Nor should we here forget the enduring character of those peaceful victories won in modern times by discovery and invention, of which multiplied mementoes are afforded in the treasures of the Hyde Park Palace. Most favourably do they stand out in contrast with the evanescent nature of military power and valour. “To whatever part of the vision of modern times,” says sir Humphry Davy, “you cast your eyes, you will find marks of superiority and improvement, and I wish to impress upon you the conviction that the results of intellectual labour or scientific genius are permanent, and incapable of being lost. Monarchs change their plans, governments their objects, a fleet or an army effect their object, and then pass away: but a piece of steel touched by the magnet preserves its character for ever, and secures to man the dominions of the trackless ocean.” All the discoveries of knowledge and their application to practical uses are of this description, and we joyfully compare them with the mouldering trophies of the warrior.

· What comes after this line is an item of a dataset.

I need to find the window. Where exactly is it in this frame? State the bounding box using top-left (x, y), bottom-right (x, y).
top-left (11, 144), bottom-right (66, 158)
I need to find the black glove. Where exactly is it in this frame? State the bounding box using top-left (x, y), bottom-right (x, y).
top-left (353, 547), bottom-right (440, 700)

The spoils of Cressy and Poictiers have long since perished—even the power which Edward and his soldiers established in France soon declined and disappeared, and long since left behind it only a name in history—but the results of scientific study and artistic toil, which have produced the Great Exhibition of 1851, are destined, we doubt not, to last to a remote period, and to improve the condition and adorn the dwellings of unborn millions of the human family.

In closing this chapter, we may remark that unlike the martial gathering at the tournament of Windsor, the concourse of British subjects at the present festival no longer exhibits the distinctions of feudal society. Lordship and vassalage have happily become numbered among the things that are past. Whatever purposes they might subserve at a certain period, they were badges of imperfect civilization, and have given place to a condition of social order in which, though a graduated scale of rank very properly obtains, the equal rights of men as intellectual and moral beings are beginning to be acknowledged. In this “passage” of arts, “not arms,” the humblest are permitted to display their skill;—not as aforetime, when the contest was confined to the men of high descent, the poorest workman may place his productions beside those of the richest sons of fortune. The man who can make no boast of gentle blood, who can appeal to no roll of ancestry, whose name is but of yesterday, who simply, by dint of using his brains and his muscles, his thoughts and ten fingers, has raised himself into notice is permitted and encouraged to contend with the highest born for the prize of honour in these pacific and generous rivalries. This is not among the least pleasing of the contrasts between past and present.